Lityum (≥ 1.5 mEq / L) için toksik konsantrasyonlar terapötik konsantrasyonlara (0.6-1.2 mEq / L) yakındır. Bu nedenle, hastalara ve ailelerinize erken toksik semptomları düşünmeleri ve ilacı almayı bırakmaları ve bunları yaşarsanız doktora bildirmeleri tavsiye edilir. (Zehirli semptomlar SIDE EFFECTS altında ayrıntılı olarak listelenmiştir.)
Tedavi
Lityum zehirlenmesine özgü bir antidot bilinmemektedir. Tedavi destekleyicidir. Lityum toksisitesinin erken belirtileri genellikle ilacın dozajının azaltılması veya durdurulması ve 24 ila 48 saat sonra daha düşük bir dozla tedaviye devam edilmesi ile tedavi edilebilir. Şiddetli lityum zehirlenmesi vakalarında, ilk ve en önemli tedavi hedefi bu iyonu hastadan çıkarmaktır.

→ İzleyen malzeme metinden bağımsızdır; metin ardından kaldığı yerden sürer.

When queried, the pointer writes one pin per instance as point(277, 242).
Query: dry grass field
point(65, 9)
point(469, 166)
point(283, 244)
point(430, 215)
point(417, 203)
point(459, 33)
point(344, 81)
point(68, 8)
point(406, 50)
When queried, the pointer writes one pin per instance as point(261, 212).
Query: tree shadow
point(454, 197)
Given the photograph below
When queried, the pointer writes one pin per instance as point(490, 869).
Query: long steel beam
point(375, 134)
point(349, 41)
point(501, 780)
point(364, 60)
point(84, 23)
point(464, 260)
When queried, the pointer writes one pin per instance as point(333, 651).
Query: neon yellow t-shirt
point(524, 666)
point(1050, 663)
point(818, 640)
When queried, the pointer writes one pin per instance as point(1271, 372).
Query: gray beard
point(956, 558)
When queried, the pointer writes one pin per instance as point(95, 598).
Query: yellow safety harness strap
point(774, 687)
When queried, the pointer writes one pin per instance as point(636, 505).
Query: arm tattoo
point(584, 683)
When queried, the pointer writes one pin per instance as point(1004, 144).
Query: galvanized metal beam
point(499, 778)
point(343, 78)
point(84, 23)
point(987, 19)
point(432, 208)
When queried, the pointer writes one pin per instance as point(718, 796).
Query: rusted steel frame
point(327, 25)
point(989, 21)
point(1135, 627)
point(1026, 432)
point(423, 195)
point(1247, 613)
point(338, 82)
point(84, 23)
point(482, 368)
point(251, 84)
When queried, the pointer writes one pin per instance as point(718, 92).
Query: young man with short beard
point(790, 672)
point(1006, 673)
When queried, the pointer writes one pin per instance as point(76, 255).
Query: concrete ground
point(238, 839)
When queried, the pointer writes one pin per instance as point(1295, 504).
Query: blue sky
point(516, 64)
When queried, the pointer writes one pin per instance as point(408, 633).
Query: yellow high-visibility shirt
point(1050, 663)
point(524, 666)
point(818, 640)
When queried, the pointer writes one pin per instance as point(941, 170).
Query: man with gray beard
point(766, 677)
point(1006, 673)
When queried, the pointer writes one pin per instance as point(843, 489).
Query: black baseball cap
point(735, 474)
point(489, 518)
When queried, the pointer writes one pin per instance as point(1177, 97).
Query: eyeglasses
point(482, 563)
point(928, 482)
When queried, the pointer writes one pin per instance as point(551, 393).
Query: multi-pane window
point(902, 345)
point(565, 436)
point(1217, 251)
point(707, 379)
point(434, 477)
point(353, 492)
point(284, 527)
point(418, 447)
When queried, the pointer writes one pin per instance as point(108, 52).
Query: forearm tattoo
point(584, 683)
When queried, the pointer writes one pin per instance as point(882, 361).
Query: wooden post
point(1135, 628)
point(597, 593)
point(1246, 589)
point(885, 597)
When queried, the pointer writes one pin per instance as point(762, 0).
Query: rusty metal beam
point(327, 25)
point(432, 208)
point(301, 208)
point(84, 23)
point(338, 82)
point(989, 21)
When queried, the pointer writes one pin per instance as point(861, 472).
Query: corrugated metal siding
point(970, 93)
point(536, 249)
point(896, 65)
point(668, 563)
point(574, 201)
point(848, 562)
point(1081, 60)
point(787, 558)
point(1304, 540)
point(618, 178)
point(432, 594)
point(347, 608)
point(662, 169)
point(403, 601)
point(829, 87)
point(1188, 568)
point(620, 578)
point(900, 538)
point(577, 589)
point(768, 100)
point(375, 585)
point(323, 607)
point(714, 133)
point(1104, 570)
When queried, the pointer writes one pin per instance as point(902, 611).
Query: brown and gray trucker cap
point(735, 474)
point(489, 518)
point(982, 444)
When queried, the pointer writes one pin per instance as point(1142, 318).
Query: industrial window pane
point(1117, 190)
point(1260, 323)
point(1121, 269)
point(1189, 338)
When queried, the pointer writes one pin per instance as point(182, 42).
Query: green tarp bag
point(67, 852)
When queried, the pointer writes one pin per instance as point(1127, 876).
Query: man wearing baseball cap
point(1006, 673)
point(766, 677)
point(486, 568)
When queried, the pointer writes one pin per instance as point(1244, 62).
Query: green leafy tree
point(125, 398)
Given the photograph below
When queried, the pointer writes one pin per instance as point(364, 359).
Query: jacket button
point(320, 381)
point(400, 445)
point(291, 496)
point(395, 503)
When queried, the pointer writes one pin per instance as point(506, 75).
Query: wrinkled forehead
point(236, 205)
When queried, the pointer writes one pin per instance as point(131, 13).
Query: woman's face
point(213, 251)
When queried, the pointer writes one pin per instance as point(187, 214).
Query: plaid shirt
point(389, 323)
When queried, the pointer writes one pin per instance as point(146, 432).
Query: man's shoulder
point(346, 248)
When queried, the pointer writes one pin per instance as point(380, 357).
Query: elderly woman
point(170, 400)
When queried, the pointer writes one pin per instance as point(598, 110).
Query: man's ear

Tedavi esasen barbitürat zehirlenmesi ile aynıdır: 1) mide lavajı, 2) sıvı ve elektrolit dengesizliğinin düzeltilmesi ve 3) böbrek fonksiyonunun düzenlenmesi. Üre, mannitol ve aminofilin lityum atılımında önemli bir artışa yol açar. Hemodiyaliz, iyonu ciddi toksik hastadan çıkarmanın etkili ve hızlı bir yoludur. Bununla birlikte, hastanın iyileşmesi yavaş olabilir.
Enfeksiyon profilaksisi, düzenli göğüs röntgeni ve yeterli solunumun sağlanması önemlidir.